White House Chief of Staff Ron Klain suggested student loan borrowers could be on track for further relief before payments resume on May 1.
“The president is going to look at what we should do on student debt before the break expires, or he’ll extend the break,” Klain told Pod Save America on Thursday.
“Joe Biden is currently the only president in history where no one has paid his student loans during his entire presidency. And so the question of whether or not there is executive action on canceling student debt when payments resume is a decision we are going to make before payments resume,” Klain added.
—Pod Save America (@PodSaveAmerica) March 3, 2022
Student loan repayments have been suspended for nearly two years as part of pandemic relief. In December, Biden again extended the hiatus until May 1. Given the continued extensions of the student loan freeze, some lawmakers and advocates have argued that Biden should go ahead and wipe out some or all of the $1.7 trillion in student debt. fully charged – but the president has been suspicious of his executive ability to act on the issue, despite his campaign promise to do so.

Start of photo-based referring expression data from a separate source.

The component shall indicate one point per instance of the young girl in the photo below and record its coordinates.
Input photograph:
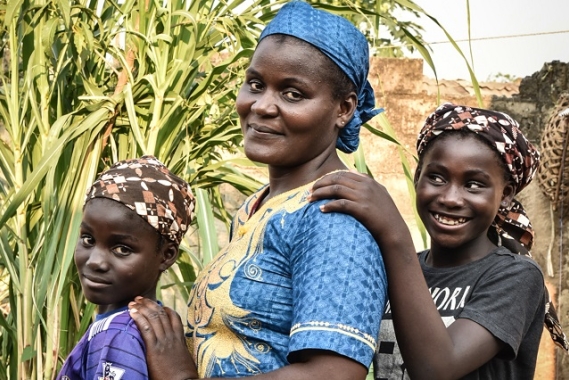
(134, 217)
(489, 301)
(284, 299)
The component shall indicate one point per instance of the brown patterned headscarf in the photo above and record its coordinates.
(512, 225)
(147, 187)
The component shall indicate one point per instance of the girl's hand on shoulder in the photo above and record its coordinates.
(363, 198)
(161, 328)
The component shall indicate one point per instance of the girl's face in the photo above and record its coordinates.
(459, 190)
(118, 255)
(288, 114)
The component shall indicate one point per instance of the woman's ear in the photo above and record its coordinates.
(169, 253)
(347, 108)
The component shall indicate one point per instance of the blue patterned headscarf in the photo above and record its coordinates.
(344, 44)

Those calling for broad relief have noticed the president’s silence on the matter. He did not mention the student debt crisis once during his State of the Union address, angering advocacy groups like the Debt Collective, which told Insider on Tuesday that 45 million of Americans “with nearly $2 trillion in skyrocketing student debt heard rhetoric — not results — from President Biden tonight.”

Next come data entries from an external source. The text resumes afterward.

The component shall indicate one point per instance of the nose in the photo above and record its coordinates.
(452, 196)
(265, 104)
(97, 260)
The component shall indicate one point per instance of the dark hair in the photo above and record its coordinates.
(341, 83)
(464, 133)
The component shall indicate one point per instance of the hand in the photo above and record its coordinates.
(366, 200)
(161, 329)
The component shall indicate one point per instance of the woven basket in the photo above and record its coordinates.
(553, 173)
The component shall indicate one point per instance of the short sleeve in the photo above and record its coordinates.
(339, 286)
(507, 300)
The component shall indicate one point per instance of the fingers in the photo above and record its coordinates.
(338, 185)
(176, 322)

The Debt Collective – the nation’s top debtors union – also launched plans for a student debt strike on Friday if payments were to resume in May, in a bid to help borrowers get their monthly payments as close as possible. from $0 while avoiding payment defaults.
Still, Klain’s comments on Thursday suggest that federal student loan borrowers may be on the right track to get more relief, but it’s unclear if that relief is the broad student loan forgiveness that many are calling for. Despite pushback from some Republican lawmakers who say loan forgiveness is bad for taxpayers and the economy, many Democrats argue that the relief is an economic stimulus.
“A third extension would be welcome,” New York rep Mondaire Jones said last week. “But we can’t keep band-aiding a worsening wound. The cycle of indefinite deferral is as unsustainable as the debt itself. And if the country can afford to keep deferring those loan repayments, we can afford to cancel the debt altogether.”